Danielle Elizabeth Auctions’ managing director, Dustin Sweeny, defended the Nazi sale, saying it was not illegal and “lots of politicians” had bought items.
“I can honestly say I’ve never even met a neo-Nazi. The people buying our historical artefacts are collectors, politicians, lawyers, emergency doctors and history professors,” he told Guardian Australia. “It’s legal, it isn’t illegal, we aren’t selling drugs to kids.”
When asked who the politicians were, Sweeny refused to provide further details, stating the auction house didn’t divulge the identity of purchasers.
“There are lots of politicians, but I can’t divulge names or what they buy, or how much they spend. Quite often we have buyers’ agents who make purchases for people’s collections, where they don’t want people out there screaming about it,” he said.
“Everyone is now trying to dig and find out who it is to point fingers, but I can’t divulge names or information about our buyers.”
The auction house’s description of Lot 158 – Jewish Concentration Camp and Atrocity Photos – reads in part: “Many of these are very disturbing to put it mildly … there are a number of very gruesome photos including Execution Photos, Piles of Dead Bodies, Firing Squad pictures, photos inside the Concentration camps including many prisoner profile pictures, and there is even an Original Jewish Passport included.” Following instructions on how to bid, the item description ends: “Thk You, and enjoy the sale.”

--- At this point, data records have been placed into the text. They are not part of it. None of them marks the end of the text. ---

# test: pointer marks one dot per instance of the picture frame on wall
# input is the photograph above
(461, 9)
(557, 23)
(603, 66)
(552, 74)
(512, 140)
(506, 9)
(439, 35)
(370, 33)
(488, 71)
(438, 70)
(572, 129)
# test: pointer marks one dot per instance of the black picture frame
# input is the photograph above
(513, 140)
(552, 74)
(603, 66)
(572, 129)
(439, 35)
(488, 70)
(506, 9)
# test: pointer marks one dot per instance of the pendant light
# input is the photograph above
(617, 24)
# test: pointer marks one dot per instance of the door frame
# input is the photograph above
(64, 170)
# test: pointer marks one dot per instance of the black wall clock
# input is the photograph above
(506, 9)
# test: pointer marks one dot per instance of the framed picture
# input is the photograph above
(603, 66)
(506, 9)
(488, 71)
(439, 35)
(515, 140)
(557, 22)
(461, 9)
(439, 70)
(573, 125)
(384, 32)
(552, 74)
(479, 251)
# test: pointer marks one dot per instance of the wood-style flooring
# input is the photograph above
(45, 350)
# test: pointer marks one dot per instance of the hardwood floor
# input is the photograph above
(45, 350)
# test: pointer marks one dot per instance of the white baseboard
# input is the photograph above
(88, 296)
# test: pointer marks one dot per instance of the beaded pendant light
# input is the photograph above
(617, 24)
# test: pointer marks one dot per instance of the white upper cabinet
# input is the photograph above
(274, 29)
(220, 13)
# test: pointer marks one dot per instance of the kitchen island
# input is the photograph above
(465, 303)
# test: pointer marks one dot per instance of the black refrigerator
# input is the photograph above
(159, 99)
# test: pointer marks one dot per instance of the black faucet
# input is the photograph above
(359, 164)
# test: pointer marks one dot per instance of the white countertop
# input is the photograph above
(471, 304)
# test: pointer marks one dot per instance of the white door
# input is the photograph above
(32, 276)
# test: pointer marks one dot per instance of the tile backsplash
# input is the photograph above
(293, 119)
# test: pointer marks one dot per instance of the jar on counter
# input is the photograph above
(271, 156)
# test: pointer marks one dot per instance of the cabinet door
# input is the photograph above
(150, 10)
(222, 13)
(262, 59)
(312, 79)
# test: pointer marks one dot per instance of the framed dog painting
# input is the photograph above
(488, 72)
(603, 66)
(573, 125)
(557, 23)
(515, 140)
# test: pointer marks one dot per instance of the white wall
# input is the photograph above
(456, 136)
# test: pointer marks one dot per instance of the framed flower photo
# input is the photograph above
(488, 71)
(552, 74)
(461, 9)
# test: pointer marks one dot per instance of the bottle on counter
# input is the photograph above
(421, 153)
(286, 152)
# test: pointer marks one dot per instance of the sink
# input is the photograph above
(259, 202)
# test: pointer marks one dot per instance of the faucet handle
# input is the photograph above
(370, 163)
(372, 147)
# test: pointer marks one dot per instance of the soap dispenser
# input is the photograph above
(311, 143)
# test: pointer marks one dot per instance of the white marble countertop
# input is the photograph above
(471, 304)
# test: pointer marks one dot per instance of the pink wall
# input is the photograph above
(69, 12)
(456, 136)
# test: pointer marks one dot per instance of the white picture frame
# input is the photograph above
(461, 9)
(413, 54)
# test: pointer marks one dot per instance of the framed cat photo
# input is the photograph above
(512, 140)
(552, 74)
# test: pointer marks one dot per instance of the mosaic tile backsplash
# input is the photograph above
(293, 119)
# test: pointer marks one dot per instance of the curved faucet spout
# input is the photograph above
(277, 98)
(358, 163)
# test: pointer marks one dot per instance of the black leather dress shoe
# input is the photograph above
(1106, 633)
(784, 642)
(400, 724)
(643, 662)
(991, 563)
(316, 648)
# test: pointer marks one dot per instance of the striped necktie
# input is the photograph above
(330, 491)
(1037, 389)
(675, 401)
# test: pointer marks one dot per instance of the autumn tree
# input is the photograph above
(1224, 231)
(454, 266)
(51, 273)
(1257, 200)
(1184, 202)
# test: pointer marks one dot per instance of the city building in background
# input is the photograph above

There is legislation before the federal parliament to ban the public display and sale of Nazi symbols.
The bill, introduced in mid-June, will make it an offence to seek to profit from such material in stores or online. It will not ban private ownership or transfers of artefacts that are not for profit.
The federal attorney general, Mark Dreyfus, said on Thursday evening: “The government’s position on this could not be clearer. I’d have to ask why anybody would want to own these symbols that glorify hatred and the horrors of the Holocaust.”
The NSW Jewish Board of Deputies chief executive, Darren Bark, said he supported the legislation and such items should be used for “educational purposes” only.
“The NSW Jewish Board of Deputies welcomes the proposed federal legislation banning the trade of these symbols and continues to work to ensure that these disgusting auctions are illegal in NSW,” he said.
“Unless used for educational purposes or in other reasonable settings, Nazi symbols are a threat to our entire country and have no place in our tolerant, multicultural society.
“These symbols are chilling reminders of a horrific period in history and belong in museums to remember the horrors of the Holocaust, not flogged off to the highest bidder at auction.”
Bark said the artefacts were an affront to the Jewish community, Australian soldiers who fought the Nazis, their descendants, the LGBTQ+ community and “our democratic values”.
Another auction by David G Smith Auctions of Bathurst – scheduled for this weekend – also features Nazi memorabilia including helmets, pins, daggers and badges.
The auction house declined to comment when contacted on Thursday.
NSW, Victoria, Queensland, WA and Tasmania have all moved to ban the display of Nazi symbols in recent years in a bid to curb far-right extremism.